A Medida Provisória 905/19, editada no dia 12 de novembro deste ano, promete diminuir consistentemente os riscos trabalhistas e tributários na adoção dos acordos de Participação nos Lucros e Resultados das empresas. A medida foi nominada pelo Governo Federal de Programa Verde Amarelo. No entanto, o Programa ainda necessita de uma portaria do Ministério da Economia para efetivamente começar a ter efeitos práticos.

As informações foram trazidas por Érika Paulino e Andrea Salviatti, do Mundie Advogados. As duas especialistas, acompanhadas por Antenori Trevisan Neto e Nadia Lacerda, foram os convidados da última reunião conjunta das Comissões Jurídica e Mundo do Trabalho da Câmara de Comércio Internacional França-Brasil de São Paulo (CCIFB-SP) no dia 22 de novembro. A última reunião conjunta das duas comissões tratou sobre a criação do Portal Nacional de Contratações Públicas.

Ainda que a PLR esteja prevista na Constituição brasileira e regulamentada pela Lei 10.101/2000, a jurisprudência mostra que ainda há uma série de restrições para a sua efetiva aplicação sem riscos por parte das empresas.
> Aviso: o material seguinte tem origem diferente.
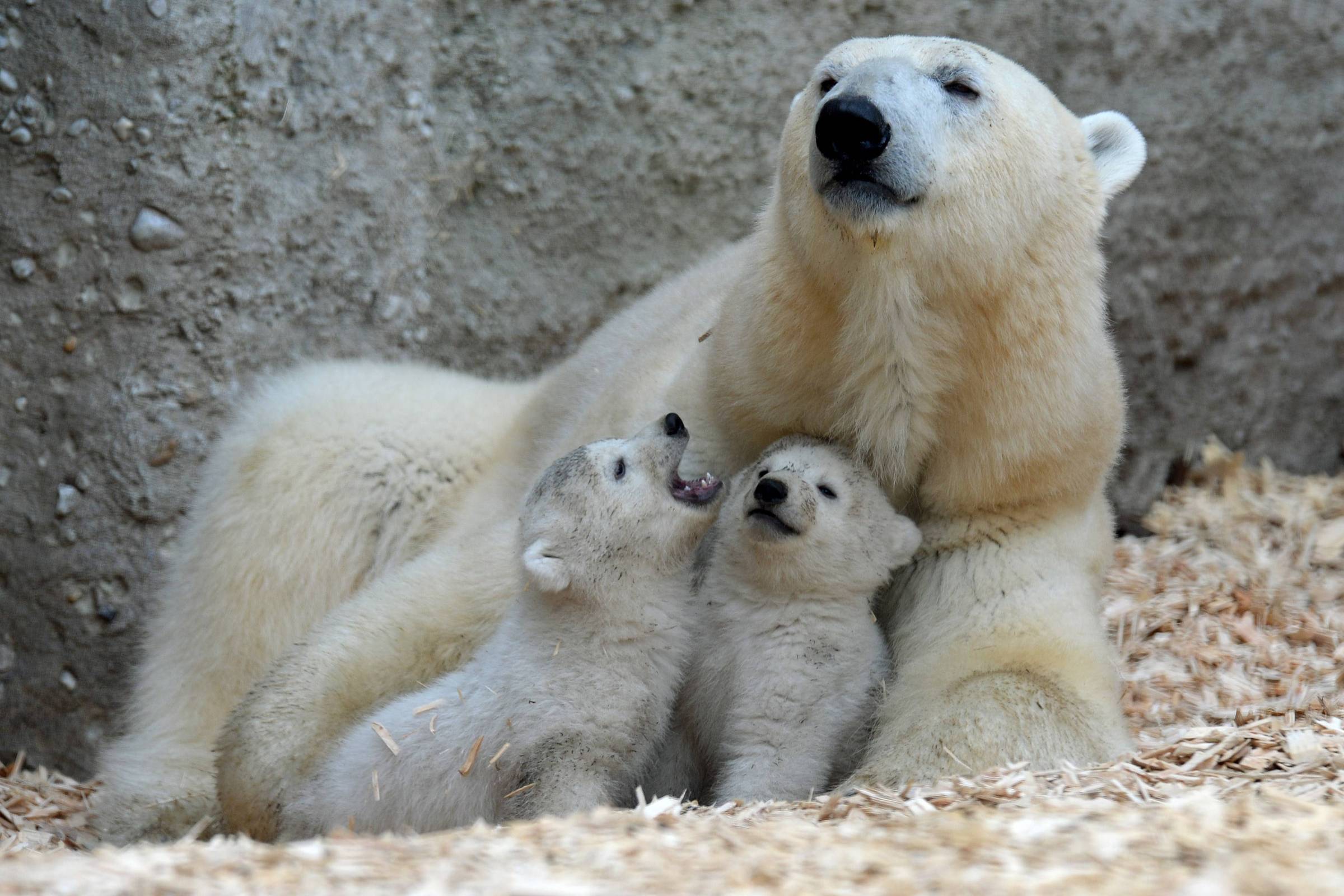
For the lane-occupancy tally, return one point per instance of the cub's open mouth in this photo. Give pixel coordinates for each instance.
(769, 519)
(698, 491)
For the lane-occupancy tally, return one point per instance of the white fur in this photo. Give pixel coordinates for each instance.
(959, 344)
(781, 695)
(1119, 150)
(578, 680)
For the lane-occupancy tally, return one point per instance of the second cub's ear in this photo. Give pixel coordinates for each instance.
(546, 570)
(908, 540)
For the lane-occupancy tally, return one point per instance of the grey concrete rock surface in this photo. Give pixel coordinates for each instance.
(194, 194)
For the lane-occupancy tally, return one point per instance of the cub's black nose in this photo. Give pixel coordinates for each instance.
(851, 129)
(771, 492)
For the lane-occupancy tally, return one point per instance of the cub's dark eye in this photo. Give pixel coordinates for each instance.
(962, 89)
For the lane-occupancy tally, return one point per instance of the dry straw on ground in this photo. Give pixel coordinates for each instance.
(1230, 629)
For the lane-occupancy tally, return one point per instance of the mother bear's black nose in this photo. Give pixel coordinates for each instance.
(771, 492)
(851, 129)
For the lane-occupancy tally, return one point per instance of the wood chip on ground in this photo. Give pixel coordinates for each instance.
(1230, 628)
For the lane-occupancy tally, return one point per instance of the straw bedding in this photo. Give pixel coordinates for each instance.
(1230, 629)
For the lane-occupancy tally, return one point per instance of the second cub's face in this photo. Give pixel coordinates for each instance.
(811, 514)
(615, 508)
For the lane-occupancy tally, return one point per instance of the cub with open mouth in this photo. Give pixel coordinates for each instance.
(563, 707)
(780, 696)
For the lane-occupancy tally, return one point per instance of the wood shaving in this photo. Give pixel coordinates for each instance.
(386, 736)
(471, 757)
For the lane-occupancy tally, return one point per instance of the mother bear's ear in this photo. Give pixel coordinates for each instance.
(1117, 148)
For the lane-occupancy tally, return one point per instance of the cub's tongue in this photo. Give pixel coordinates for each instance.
(696, 491)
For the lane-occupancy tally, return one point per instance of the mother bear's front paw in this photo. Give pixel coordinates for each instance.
(988, 720)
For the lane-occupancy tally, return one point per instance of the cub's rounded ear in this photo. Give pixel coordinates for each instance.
(546, 570)
(908, 540)
(1117, 148)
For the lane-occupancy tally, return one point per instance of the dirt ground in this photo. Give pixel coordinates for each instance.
(1230, 629)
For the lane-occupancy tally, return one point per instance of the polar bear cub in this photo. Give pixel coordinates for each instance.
(566, 703)
(783, 691)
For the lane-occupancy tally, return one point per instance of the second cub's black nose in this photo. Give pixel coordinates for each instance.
(772, 492)
(851, 129)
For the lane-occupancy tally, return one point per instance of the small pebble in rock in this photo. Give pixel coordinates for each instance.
(153, 230)
(24, 268)
(66, 499)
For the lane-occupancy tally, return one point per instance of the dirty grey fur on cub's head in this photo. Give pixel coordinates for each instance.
(812, 515)
(615, 508)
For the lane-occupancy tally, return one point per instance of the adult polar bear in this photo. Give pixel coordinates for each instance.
(924, 285)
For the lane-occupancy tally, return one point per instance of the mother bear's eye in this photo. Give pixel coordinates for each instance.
(962, 89)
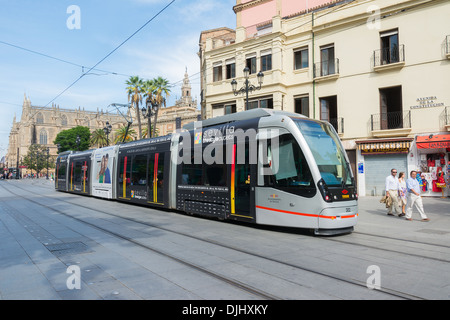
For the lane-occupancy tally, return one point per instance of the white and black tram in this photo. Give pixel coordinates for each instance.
(260, 166)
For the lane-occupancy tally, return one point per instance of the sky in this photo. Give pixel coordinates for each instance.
(82, 33)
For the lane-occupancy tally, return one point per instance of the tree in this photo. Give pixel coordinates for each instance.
(98, 138)
(161, 92)
(120, 134)
(67, 139)
(134, 89)
(148, 89)
(36, 158)
(145, 132)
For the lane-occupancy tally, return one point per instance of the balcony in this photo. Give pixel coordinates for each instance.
(338, 125)
(326, 70)
(391, 124)
(389, 58)
(446, 118)
(447, 46)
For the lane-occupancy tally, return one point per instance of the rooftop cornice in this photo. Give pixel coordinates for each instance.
(239, 7)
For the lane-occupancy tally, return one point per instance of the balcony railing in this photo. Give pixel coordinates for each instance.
(388, 56)
(391, 120)
(326, 68)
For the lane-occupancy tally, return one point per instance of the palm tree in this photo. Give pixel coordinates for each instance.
(98, 138)
(120, 134)
(148, 89)
(134, 89)
(161, 92)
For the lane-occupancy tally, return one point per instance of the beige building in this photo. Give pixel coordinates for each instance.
(40, 125)
(378, 70)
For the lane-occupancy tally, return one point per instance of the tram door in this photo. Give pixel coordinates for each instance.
(243, 179)
(155, 179)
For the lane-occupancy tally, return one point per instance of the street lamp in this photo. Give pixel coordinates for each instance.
(247, 85)
(48, 150)
(107, 130)
(78, 141)
(37, 164)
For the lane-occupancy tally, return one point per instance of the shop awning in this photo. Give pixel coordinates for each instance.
(384, 146)
(433, 141)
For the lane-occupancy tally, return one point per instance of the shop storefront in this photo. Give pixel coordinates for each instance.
(431, 154)
(376, 158)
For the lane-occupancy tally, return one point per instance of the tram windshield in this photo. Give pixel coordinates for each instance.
(327, 151)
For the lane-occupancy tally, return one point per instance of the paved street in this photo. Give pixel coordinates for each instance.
(56, 245)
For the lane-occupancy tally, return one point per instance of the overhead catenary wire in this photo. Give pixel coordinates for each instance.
(59, 59)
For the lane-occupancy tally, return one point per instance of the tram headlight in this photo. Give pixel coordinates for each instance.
(323, 188)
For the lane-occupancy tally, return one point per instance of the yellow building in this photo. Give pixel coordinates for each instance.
(378, 70)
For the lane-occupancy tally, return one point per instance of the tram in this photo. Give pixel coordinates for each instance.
(260, 166)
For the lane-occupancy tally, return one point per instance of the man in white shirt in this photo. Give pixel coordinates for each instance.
(392, 187)
(414, 197)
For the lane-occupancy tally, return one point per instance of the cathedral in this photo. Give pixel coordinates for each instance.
(40, 125)
(184, 111)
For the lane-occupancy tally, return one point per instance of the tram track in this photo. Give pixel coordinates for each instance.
(237, 284)
(233, 282)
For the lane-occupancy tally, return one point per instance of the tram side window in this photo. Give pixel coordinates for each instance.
(139, 175)
(216, 173)
(124, 170)
(62, 171)
(78, 172)
(290, 171)
(192, 174)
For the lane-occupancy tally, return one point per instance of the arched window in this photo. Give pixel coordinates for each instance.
(39, 118)
(64, 120)
(43, 137)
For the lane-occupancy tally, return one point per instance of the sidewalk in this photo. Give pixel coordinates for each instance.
(373, 219)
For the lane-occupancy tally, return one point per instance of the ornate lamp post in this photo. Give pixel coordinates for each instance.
(48, 151)
(247, 85)
(78, 141)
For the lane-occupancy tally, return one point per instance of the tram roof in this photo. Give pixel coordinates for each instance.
(240, 116)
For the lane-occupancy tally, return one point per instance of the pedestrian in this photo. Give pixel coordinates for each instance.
(402, 191)
(414, 198)
(392, 187)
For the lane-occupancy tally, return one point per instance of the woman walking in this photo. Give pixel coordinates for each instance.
(402, 190)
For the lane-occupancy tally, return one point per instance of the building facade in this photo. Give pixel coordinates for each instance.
(184, 111)
(41, 125)
(377, 70)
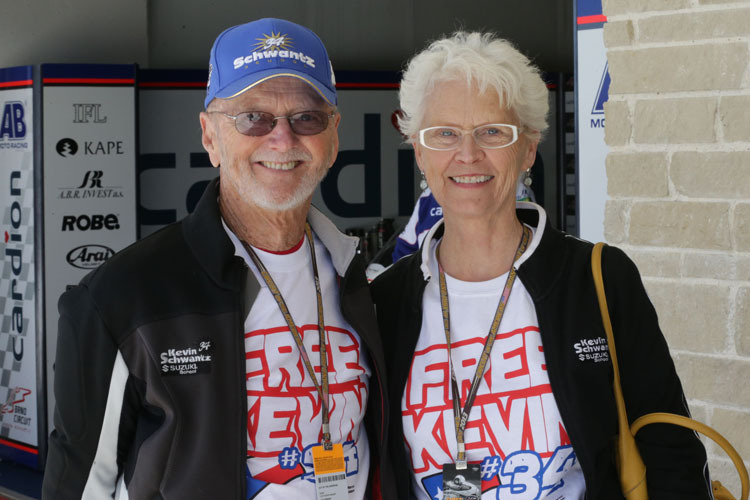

Nesse ponto, a MP 905/19 tenta resolver cinco dos principais conflitos trabalhistas e tributários.

  1. Cumprimento de que o acordo deve ser celebrado anteriormente ao período ao qual se refere;
  2. Participação obrigatória do sindicato;
  3. Regras claras e objetivas;
  4. Impossibilidade de estipulação de acordos diretos entre empresas e empregados, mesmo em se tratando de executivos;
  5. A desqualificação de todos os pagamentos em razão do descumprimento da periodicidade mínima dos vencimentos.

Se a MP 905/19, que institui o Programa Verde Amarelo, for realmente aprovada, portanto, boa parte dos principais riscos  trabalhistas e tributários na adoção do PLR vai diminuir de forma consistente. Uma iniciativa que vai facilitar a adoção da remuneração variável, de forma a aumentar concomitantemente a competitividade das empresas e os rendimentos do empregados.